Question

At what temperature (in °C), the graph between $\left(\frac{1}{du} \cdot \frac{dN}{N}\right)$ (Y-axis) and u (X-axis) will be maximum at 200 ms⁻¹ for a sample of ideal gas (molar mass = 41.57 gm mol⁻¹)?

Answer 1

-173.15 °C

Answer 2

The term $\left(\frac{1}{du} \cdot \frac{dN}{N}\right)$ represents the Maxwell-Boltzmann distribution function for molecular speeds.
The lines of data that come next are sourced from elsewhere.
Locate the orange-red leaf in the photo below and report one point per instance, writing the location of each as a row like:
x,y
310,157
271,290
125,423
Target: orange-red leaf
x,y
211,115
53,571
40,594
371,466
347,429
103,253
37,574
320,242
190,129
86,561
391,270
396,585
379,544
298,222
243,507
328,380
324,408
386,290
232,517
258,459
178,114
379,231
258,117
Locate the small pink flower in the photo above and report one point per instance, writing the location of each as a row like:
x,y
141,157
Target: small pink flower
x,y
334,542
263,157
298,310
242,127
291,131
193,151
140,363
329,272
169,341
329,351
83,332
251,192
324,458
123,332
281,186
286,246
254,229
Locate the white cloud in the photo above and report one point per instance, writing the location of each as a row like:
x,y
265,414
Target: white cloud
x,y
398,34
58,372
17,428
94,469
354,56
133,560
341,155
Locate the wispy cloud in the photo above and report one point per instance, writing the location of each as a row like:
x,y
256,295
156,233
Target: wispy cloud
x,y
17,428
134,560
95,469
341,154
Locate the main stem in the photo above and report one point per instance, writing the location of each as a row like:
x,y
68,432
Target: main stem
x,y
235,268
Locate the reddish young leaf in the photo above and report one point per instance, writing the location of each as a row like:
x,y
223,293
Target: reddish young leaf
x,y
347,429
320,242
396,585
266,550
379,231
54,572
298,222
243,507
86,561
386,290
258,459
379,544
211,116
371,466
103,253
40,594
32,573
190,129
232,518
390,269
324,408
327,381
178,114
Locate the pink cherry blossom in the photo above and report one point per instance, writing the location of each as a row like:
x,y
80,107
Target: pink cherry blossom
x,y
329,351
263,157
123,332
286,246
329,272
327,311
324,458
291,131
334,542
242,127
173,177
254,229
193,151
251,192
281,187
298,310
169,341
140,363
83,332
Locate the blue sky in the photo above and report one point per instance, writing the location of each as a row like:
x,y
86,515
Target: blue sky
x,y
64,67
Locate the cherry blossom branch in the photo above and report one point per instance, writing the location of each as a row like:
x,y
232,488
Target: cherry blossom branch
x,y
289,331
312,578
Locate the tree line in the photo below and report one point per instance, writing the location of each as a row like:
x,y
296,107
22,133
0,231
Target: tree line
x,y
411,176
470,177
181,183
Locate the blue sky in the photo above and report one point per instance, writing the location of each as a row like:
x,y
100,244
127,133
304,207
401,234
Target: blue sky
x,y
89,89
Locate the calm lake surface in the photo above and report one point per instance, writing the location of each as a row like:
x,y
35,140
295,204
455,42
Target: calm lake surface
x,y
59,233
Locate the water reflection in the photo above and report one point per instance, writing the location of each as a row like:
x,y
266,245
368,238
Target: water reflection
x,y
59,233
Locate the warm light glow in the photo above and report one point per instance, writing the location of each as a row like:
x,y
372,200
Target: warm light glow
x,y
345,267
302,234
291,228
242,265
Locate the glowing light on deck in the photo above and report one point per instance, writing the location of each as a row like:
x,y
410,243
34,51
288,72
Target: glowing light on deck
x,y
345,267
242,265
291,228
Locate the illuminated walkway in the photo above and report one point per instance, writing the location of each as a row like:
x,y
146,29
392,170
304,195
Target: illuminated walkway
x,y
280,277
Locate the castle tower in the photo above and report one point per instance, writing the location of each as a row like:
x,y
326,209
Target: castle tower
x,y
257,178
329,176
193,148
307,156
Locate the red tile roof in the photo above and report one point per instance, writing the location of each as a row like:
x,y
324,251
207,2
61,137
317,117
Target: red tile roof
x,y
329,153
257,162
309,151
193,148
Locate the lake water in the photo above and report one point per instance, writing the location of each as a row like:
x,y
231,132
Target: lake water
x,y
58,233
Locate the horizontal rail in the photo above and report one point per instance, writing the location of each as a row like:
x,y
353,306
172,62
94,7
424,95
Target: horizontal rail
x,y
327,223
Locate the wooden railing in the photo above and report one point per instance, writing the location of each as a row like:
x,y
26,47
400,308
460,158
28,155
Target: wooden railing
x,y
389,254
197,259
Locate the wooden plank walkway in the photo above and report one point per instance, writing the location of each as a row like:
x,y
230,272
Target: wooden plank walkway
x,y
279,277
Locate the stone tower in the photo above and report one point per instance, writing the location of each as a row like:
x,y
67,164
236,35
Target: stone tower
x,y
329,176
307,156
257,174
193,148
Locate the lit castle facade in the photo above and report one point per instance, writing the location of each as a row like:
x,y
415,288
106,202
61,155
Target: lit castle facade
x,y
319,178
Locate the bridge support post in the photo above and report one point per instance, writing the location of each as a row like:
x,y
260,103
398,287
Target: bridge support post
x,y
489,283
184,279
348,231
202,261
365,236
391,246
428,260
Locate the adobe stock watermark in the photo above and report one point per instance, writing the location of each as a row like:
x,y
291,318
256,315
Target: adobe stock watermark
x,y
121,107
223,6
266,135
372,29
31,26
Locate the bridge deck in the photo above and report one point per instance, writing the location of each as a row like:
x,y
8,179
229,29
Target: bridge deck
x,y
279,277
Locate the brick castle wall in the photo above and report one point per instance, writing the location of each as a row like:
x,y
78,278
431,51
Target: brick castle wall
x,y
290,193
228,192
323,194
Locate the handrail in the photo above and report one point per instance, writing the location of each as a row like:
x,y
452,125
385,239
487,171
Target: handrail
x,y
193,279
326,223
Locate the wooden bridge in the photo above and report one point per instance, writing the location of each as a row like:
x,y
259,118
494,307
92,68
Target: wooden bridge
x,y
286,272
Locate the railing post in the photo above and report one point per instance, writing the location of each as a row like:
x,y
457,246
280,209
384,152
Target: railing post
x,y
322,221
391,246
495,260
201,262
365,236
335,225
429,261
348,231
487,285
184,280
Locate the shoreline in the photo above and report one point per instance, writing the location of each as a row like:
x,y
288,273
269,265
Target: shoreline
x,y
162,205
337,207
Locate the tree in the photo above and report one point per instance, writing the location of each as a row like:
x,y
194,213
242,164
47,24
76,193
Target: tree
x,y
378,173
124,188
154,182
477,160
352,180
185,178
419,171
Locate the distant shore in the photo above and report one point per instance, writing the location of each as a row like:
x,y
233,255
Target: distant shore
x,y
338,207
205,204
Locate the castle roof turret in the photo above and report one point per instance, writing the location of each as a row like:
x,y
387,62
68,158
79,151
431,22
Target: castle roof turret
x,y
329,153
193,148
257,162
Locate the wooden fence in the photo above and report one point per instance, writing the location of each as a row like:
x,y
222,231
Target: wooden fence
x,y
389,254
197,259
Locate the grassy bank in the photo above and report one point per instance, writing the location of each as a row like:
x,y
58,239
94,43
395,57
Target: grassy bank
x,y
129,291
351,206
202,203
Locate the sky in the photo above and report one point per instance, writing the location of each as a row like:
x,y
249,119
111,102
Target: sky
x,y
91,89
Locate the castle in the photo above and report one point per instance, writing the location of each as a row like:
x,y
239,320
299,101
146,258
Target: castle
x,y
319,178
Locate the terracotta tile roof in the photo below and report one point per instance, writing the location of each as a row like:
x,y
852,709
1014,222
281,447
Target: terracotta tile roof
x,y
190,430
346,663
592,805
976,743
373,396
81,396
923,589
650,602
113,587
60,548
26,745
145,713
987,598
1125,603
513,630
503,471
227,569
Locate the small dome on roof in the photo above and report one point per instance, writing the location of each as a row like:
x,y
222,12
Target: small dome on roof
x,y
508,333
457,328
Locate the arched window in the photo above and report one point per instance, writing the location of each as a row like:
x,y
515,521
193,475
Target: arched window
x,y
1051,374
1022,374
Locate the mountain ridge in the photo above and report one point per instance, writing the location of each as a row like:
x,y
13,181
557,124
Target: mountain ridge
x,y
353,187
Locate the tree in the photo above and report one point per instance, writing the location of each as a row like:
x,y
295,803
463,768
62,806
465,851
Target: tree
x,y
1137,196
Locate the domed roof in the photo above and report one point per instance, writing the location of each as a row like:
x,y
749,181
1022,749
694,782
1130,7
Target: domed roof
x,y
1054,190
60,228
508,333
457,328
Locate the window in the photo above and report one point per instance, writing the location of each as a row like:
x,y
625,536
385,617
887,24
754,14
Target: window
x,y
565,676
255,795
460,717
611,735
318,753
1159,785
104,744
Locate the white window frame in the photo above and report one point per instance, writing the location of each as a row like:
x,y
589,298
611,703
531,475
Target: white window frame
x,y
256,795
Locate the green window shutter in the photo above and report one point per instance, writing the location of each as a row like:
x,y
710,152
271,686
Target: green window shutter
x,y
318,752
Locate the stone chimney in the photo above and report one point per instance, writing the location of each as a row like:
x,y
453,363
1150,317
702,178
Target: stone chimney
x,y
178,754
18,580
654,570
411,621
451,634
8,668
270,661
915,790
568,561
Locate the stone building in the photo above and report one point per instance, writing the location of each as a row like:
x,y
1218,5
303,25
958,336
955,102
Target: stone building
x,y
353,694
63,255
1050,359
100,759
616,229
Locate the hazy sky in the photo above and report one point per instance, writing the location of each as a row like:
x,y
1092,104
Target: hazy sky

The peak of this distribution occurs at the most probable speed ($u_{mp}$). We are given $u_{mp} = 200 \text{ ms}^{-1}$. The formula for the most probable speed is $u_{mp} = \sqrt{\frac{2RT}{M}}$. Rearranging for temperature $T$: $T = \frac{M u_{mp}^2}{2R}$. Given: $M = 41.57 \text{ gm mol}^{-1} = 41.57 \times 10^{-3} \text{ kg mol}^{-1}$, $u_{mp} = 200 \text{ ms}^{-1}$, $R = 8.314 \text{ J mol}^{-1} \text{ K}^{-1}$. $T = \frac{(41.57 \times 10^{-3}) \times (200)^2}{2 \times 8.314} \approx 100 \text{ K}$. Converting to °C: $T(\text{°C}) = 100 - 273.15 = -173.15 \text{ °C}$.